The Writer’s Center welcomes Dr. Laura H. Kahn to celebrate the release of her book, One Health and the Politics of COVID-19, published by Johns Hopkins University press. Dr. Kahn will be in conversation with investigative reporter Emily Kopp.
For almost 15 years, Laura Kahn, a physician, was a research scholar with the Program on Science and Global Security at the Princeton School of Public and International Affairs, Princeton University. She is a co-founder of the One Health Initiative, a global movement that promotes the health of all species. She is the author of, Who’s in Charge? Leadership during epidemics, bioterror attacks, and other public health crises, originally published in 2009 by Praeger Security International. In 2020, a second edition was issued with a new preface discussing leadership during the COVID-19 pandemic. Her second book, One Health and the Politics of Antimicrobial Resistance, was published in June 2016 by Johns Hopkins University Press. In 2014, the American Association of Public Health Physicians awarded her with a Presidential Award for Meritorious Service, and in 2016, the American Veterinary One Health Society awarded her with their highest honor, the K.F. Meyer-James H. Steele Gold Head Cane Award, for her work in One Health.

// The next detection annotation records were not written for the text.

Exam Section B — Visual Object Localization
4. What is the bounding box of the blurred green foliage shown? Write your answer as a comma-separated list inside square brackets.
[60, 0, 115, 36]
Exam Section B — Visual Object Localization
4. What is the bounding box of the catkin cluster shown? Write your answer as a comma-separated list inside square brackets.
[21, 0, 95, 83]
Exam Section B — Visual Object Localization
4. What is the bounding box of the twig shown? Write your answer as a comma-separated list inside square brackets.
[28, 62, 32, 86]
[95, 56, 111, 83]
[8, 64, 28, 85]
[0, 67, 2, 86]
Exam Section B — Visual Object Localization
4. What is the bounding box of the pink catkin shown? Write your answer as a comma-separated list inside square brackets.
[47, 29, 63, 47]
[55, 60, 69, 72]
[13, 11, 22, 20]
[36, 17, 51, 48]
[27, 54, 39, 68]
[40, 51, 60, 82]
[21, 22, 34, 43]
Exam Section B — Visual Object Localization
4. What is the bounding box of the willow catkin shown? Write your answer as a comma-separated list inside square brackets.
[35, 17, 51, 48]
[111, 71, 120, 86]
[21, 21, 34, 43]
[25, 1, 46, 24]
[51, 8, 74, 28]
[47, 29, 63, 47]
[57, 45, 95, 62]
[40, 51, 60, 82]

Emily Kopp, an investigative reporter, uses the Freedom of Information Act to uncover stories about one of the most consequential events of our lifetimes. She has written about issues affecting American health care for a decade and has published in news outlets around the world, including CQ Roll Call and Kaiser Health News.
About the Book
One Health and the Politics of COVID-19 unpacks the mysteries of COVID-19’s origins to impart important lessons for future outbreaks. The One Health concept recognizes the interconnected links among the health of humans, animals, plants, and the environment. By comparing the history, science, and clinical presentations of three different coronaviruses—SARS-CoV-1, MERS, and SARS-CoV-2 (COVID-19)—Kahn uncovers insights with important repercussions for how to prepare and avoid future pandemics. The One Health approach provides a useful framework for examining the COVID-19 pandemic. Understanding the origins of this zoonotic disease requires investigating the environmental and molecular biological factors that allowed the virus to spread to humans. The book explores the many ways in which the wild animal trade, wet markets, and the camel industry contributed to the spread of the earlier SARS-CoV-1 and MERS coronaviruses. For SARS-CoV-2 (COVID-19), Kahn examines the biosafety, biosecurity, and bioethics implications of gain-of-function research on pandemic potential pathogens. This book is a must read to understand the geopolitics of the COVID-19 pandemic.